• justify •
jês-tê-fai • Hear it!
Part of Speech: Verb
Meaning: 1. To prove reasonable, correct or just. 2. To be reasonable, correct or just. 3. (Printing) To make the right and left sides of a paragraph perfectly parallel with the margins.
Notes: Here is a term originally befitting debates and argumentation that took on a radically different sense in the printing world (see Word History). It has an active adjective, justificatory, and a passive one, justifiable. The noun for it is justification. It is based on the adjective just, whose noun is justice.
In Play: The basic meaning of today's word is more at home in argumentation: "At sentencing, the man convicted of murdering his parents tried to justify his plea for mercy with the fact that he was an orphan." In printing it is used this way: "Some editors believe that justifying a text produces excessive hyphenation."

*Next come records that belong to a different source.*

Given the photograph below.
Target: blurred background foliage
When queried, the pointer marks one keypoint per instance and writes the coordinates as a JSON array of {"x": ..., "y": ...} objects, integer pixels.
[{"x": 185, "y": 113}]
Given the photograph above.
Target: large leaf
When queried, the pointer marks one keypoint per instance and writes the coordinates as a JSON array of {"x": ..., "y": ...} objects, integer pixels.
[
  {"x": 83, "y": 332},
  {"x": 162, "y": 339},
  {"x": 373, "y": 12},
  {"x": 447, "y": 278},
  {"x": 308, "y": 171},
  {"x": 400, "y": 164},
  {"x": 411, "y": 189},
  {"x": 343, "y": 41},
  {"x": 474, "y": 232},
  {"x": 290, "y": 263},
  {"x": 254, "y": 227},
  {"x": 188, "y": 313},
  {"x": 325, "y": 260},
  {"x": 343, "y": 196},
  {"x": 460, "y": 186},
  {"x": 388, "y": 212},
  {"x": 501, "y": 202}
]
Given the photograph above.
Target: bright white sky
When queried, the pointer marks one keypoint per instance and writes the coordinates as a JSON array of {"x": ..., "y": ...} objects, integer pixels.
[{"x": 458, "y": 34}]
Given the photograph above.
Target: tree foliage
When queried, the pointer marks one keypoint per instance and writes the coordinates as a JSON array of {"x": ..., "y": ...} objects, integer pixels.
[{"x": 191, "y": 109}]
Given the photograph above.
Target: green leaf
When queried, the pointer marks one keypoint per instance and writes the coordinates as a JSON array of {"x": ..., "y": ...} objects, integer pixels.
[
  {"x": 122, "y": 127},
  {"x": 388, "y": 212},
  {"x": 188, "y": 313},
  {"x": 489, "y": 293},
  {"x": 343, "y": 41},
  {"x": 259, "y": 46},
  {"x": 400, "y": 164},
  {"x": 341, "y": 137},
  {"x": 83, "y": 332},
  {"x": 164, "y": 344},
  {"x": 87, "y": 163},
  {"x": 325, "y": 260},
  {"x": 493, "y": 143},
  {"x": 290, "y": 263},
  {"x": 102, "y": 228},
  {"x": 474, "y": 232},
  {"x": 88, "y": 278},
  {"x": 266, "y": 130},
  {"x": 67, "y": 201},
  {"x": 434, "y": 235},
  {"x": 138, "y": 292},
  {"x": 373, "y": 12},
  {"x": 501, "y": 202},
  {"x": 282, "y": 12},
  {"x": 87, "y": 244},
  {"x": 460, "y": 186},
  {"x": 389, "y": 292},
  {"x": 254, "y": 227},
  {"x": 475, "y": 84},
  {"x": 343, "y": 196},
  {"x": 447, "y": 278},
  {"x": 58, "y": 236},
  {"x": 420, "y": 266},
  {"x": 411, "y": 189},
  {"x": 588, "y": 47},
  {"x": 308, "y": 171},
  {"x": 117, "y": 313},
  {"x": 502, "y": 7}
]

Word History: Today's Good Word was borrowed from French justifier "to justify, account for", inherited from Late Latin iustificare "act justly toward; make just". This verb is based on iustificus "that acts justly", from iustus "just" + combining form of facere "to make, to do". Latin created justus from PIE yewes-/yewos- "law, right". This PIE word made its greatest impression on Latin. We only find Old Irish huisse "right" and Sanskrit yoh "hail" in other Indo-European languages. This word underwent rhotacization (where [s] becomes [r]), so we find jurare "to swear (an oath)", whence French jurée "oath" and juriste "legal expert", upon which English jury and jurist are based. The sense of "make consistent" arose in the 16th century. It applied to globes, thicknesses, molds, etc., according to the examples in the Oxford English Dictionary. The meaning narrowed to the current third sense around the turn of the 20th century. (Gratitude is now due newcomer Barbara Beeton for suggesting today's Good Word with the odd semantic twist.)